1. Dünya Savaşı öncesi Osmanlı’dan bağımsızlığını ilan eden Balkan milletleri hain değilse, Malta hain değilse, Kuzey Afrika halkları hain değilse, onlardan daha sonra bile Osmanlı toprağı olarak kalan Arap coğrafyasına hain demek, 100 yıllık şanlı devletimizin kuruluş ilkelerine karşı gelmektir.
Şayet bağımsızlık istemek ihanetse dünyada hain olmayan tek bir millet dahi yoktur. Bir millete hain demek için de yazının başlığındaki gibi önce kendi yaptıklarımıza da bakmak gerekir. Biz sanki çok mu vefalı davrandık da başka milletleri zan altında bırakmaya çalışıyoruz?
Şayet olay soydaşlıksa bakınız Uygurlar konusunda sesimiz çıkmıyor. Keza Hocalı ve Boraltan olaylarında da biz soydaşımız Azerbaycan’a karşı vefa gösteremedik. Şayet olay din kardeşliği ise biz 1958’de Birleşmiş Milletlerde “Cezayir’in bağımsızlığı” oylamasında çekimser oy verdik. Oylama 1 oy farkla hayır çıktı. 3 yıl daha iç savaşla uğraştı din kardeşimiz Cezayir.
Bu mu vefa?
1974’te Kıbrıs Barış Harekatı’nı yaparken uçakların inip ikmal yapabileceği yakınlıkta bir havaalanımız yoktu. Rahmetli Muammer Kaddafi uçaklarımızı Libya’ya indirdi. Biz de bu sayede harekatı başarıyla tamamladık.
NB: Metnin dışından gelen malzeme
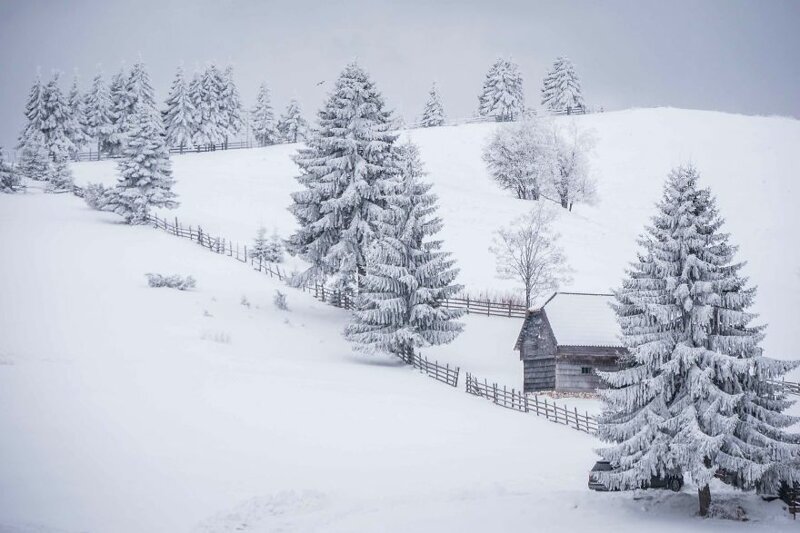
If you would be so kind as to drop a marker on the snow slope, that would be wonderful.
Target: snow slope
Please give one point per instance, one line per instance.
(751, 163)
(128, 409)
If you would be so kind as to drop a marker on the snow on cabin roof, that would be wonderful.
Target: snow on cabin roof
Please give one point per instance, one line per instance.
(580, 319)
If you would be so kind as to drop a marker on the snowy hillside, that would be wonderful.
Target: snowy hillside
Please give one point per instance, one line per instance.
(751, 164)
(192, 412)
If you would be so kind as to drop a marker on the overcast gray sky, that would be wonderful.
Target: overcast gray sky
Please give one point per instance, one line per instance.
(738, 56)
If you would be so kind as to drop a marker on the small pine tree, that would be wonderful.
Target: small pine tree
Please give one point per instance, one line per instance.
(263, 119)
(74, 128)
(34, 111)
(230, 107)
(292, 127)
(694, 396)
(206, 91)
(434, 112)
(408, 275)
(348, 170)
(9, 178)
(145, 174)
(35, 160)
(118, 111)
(502, 96)
(179, 117)
(562, 88)
(56, 122)
(97, 122)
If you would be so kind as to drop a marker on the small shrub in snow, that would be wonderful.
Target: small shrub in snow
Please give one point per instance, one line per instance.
(280, 301)
(94, 195)
(173, 282)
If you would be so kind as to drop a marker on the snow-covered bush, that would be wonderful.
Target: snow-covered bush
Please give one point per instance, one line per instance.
(502, 96)
(434, 112)
(280, 301)
(94, 194)
(528, 251)
(694, 395)
(520, 158)
(9, 178)
(173, 281)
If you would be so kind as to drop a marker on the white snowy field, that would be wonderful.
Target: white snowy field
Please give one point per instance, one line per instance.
(126, 409)
(751, 163)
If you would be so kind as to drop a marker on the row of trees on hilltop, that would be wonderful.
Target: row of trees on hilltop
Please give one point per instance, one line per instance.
(503, 98)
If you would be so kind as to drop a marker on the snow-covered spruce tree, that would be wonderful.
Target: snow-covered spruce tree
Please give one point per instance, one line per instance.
(292, 126)
(97, 123)
(118, 111)
(502, 96)
(263, 119)
(562, 88)
(179, 117)
(205, 92)
(434, 112)
(407, 274)
(34, 161)
(694, 396)
(347, 171)
(9, 178)
(34, 111)
(145, 174)
(56, 122)
(74, 127)
(230, 107)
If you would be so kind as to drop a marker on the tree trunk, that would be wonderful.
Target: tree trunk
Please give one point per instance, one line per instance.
(704, 495)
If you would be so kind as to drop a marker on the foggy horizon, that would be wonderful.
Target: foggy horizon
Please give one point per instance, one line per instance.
(722, 56)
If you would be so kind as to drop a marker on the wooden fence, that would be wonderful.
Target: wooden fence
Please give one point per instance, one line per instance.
(518, 401)
(486, 307)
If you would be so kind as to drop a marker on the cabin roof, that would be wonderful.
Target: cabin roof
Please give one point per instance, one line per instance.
(579, 319)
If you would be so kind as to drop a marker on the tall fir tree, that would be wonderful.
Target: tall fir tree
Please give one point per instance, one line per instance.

Sonrasında da vefa borcumuzu 2011’de aynı Kaddafi’ye ülkeni terk et diyerek ödedik.
Bu mu vefa?
Bir diğer örnek 1999’da Gölcük depreminde 10 milyon dolarlık petrol ve 236 konutu cebinden yaptıran Saddam Hüseyin’e olan vefa borcumuzu da “1 koyup 3 alacağız.” dediğimiz Huzuru Temin Harekatı’na ve Irak’ta Baas partisinin yıkılmasına destek vererek ödedik.
Bu mu vefa?
Hakeza 1998’de Türkiye’nin isteği üzerine terörist başı Apo’yu sınır dışı eden, beraber doğalgaz boru hattı inşasına başladığımız komşumuz Suriye’ye olan vefa borcumuzu da dönemin başbakanının da etkisiyle “Emevi Camii’nde namaz kılacağız.” sözleriyle ödemiş olduk.
Bu mu vefa?
Kurtuluş Savaşı zamanı hazinesinin önemli bir kısmını oluşturan altınları dönemin Ankara hükümetine yollayarak milli mücadeleye destek veren ve Türkiye Cumhuriyeti’ni tanıyan ilk İslam ülkesi olan, 2. Dünya Savaşı’nda Sadabad Paktı’nı imzalayan Afganistan’a da borcumuzu ülkelerine müdahale eden NATO ordularına 260 kişilik birlik yollayarak ödedik.
Yoksa bu mu vefa?
Ancak bu vefa durumu batı tarafımıza döndüğümüzde tam ters hale geliyor. 1. Dünya Savaşı’nda karşımızda yer alan Amerika Birleşik Devletleri, bizi kurduğu pakta alsın diye ülkemizle uzaktan yakından ilgisi olmayan Kore’ye asker yolladık.
Ülkemizin Güneydoğu bölgesini işgal eden Fransa için Afrika’daki din kardeşlerimize uyguladığı zulümleri görmezden geldik. Tarihin başlangıcından beri düşman olduğumuz Çin için bugün hala Uygurları görmezden geliyor, üç maymunu oynuyoruz. İğneyi kendimize batırmadan etrafa çuvaldız sallıyoruz. Bu vefa ve ihanet konusunu açmadan önce kendi tarihimize, sonra da vicdanımıza başvurmamız gerekir. “Acaba adil davranıyor muyum bir milleti zan altında bırakırken?” dememiz gerekiyor.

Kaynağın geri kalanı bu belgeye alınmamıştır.